Several regulations around the securities market are proposed to be merged as a single code — intends to consolidate the SEBI Act, Depositories Act, Securities Contracts (Regulation) Act and Government Securities Act. The amalgamation of these regulations might create a simpler and more effective regulatory environment in the country.

Impact on the markets and AIFs Sector?

The market quite clearly had a very positive sentiment toward the Union Budget mainly due to the higher capital expenditure allocation with major allocation to infrastructure and healthcare centric activities.

Another major call-out was the increase in FDI limits in the insurance sector from 49% to 71% with a clause that the management on the board would comprise many resident Indians.

Gujarat can be a preferred investment destination due to its pro-business policies and intrinsic entrepreneurial spirit backed by reliable resources adds to advantage factors in the Alternative Investment Fund space; the key highlight would be the promotion and incentivization on the Gujarat International Finance Tec (GIFT) City and international financial services center (IFSC). There are multiple global leaders in the fintech and banking who have already created a mark in GIFT City – Global banking major Hongkong and Shanghai Banking Corporation Limited (HSBC) has received an in-principle approval from the GIFT SEZ Authority to set up an IFSC Banking Unit (IBU) at GIFT- International Financial Services Centre (IFSC) as well as Bank of America has opened a Global Business Services Center.

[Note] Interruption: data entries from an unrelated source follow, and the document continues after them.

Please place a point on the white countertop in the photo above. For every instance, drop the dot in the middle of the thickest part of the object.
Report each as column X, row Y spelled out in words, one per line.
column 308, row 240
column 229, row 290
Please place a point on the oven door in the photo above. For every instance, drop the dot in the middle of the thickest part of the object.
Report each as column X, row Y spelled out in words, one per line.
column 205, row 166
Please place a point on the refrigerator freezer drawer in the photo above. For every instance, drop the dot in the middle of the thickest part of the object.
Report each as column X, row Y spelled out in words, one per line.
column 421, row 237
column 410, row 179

About a quarter of the India-focused funds based in Singapore and Mauritius could theoretically migrate to the International Financial Services Centre (IFSC) at GIFT City, Gujarat, in the next course of a few years, due to the new guidelines for alternative investment funds (AIFs) operating out of the region. With phase 1 already completed and phase 2 ramping up – the city has great potential in the years to come.

One of the expectations from the current budget included a revamp on taxation especially for the Category III AIFs with the rationale that the product is currently a boon to investors and allows investors to hedge with positions while the markets are at such exorbitant valuations. A Category III fund typically has four types of income – Business income, Dividend income-, Short- and Long-Term Capital gains. Unlike Category I and II funds, Category III Funds will be taxed at the fund level itself.

The rate of tax, again, depends on the legal form of the fund (Company, LLP, trust etc.). Tax rules related to trust taxation are comparatively more complex compared to other forms such as Company or LLP. There needs to be specific guidance on the taxation of Category III AIF and their investors. Therefore, a separate tax regime should be implemented for investors of Category III AIF thereby bringing clarity and certainty on taxation of income from Category III AIF. An AIF usually incurs expenses such as fees payable to the investment manager, bankers, advisers, lawyers, and other service providers. Neither the AIF nor their investors can offset these expenses against income/gains that eventually result from the investment. A suitable amendment should be brought under the Income-tax Act allowing investors to claim the expenses incurred by the AIF, from the date of the investment to the…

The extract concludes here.